La seconda ragione è ancora più importante. L’RSP è un’istituzione odiata in Burkina Faso essendo stata messa in piedi soprattutto per proteggere Compaoré, che ha agito in completa impunità, eliminando chiunque ostacolasse i suoi interessi o quelli di Compaoré. In passato molti suoi comandanti sono stati coinvolti nell’assassinio di oppositori. Ecco perché le masse si aspettavano giustizia dal governo di transizione. Dopo la caduta di Compaorè una delle principali questioni sul tavolo era cosa fare dell’RSP. Lunedì 14 settembre, due giorni prima del colpo di stato, la Commissione per la Riconciliazione Nazionale e le Riforme, in un suo rapporto per il primo ministro Zida, ha descritto l’RSP come “un esercito nell’esercito” raccomandandone la dissoluzione.
Strettamente collegata è l’indagine sulla morte di Thomas Sankara: ci sono pesanti sospetti sul coinvolgimento del comandante dell’RSP, Dienderé. Ombroso, forte fisicamente e intelligente, è stato il braccio destro di Compaoré nei suoi 27 anni al potere, a lungo sospettato di essere coinvolto nell’assassinio del giornalista investigativo Norbert Zongo e nel contrabbando di beni nella regione.
Prima di essere illuminato, la settimana scorsa, dalle luci della ribalta, aveva sempre preferito agire nelle retrovie.
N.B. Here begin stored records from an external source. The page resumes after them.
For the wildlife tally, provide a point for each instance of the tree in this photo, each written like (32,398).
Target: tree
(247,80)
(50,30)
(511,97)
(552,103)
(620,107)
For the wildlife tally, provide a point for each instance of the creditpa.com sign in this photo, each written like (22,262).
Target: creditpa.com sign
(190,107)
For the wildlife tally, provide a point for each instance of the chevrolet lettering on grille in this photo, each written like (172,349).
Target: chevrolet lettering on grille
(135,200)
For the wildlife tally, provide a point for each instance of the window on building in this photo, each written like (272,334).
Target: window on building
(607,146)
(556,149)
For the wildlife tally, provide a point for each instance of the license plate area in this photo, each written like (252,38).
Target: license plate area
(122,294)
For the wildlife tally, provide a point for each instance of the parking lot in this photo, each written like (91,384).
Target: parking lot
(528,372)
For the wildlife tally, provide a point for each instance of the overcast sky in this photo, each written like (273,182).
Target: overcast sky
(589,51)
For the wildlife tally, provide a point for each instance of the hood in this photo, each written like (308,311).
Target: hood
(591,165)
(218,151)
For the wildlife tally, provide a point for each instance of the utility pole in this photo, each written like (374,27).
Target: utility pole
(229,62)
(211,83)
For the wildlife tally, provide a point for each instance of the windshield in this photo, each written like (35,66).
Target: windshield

Ma messo alle strette dell’accantonamento di Compaoré, dalla potenziale dissoluzione dell’RSP, dall’esclusione dei suoi alleati politici dalla contesa elettorale e dalla minaccia della giustizia pendente sulla sua testa, ha deciso di giocare il suo asso nella manica e organizzato il colpo di stato.
E’ stata una mossa calcolata, e quasi vincente, allo scopo di forzare la mano all’altro settore del regime per includere i candidati messi da parte nel processo elettorale e salvare l’RSP dallo scioglimento nonché per garantire a Dienderé e all’RSP di avere voce in capitolo nel processo di transizione da cui erano stati esclusi.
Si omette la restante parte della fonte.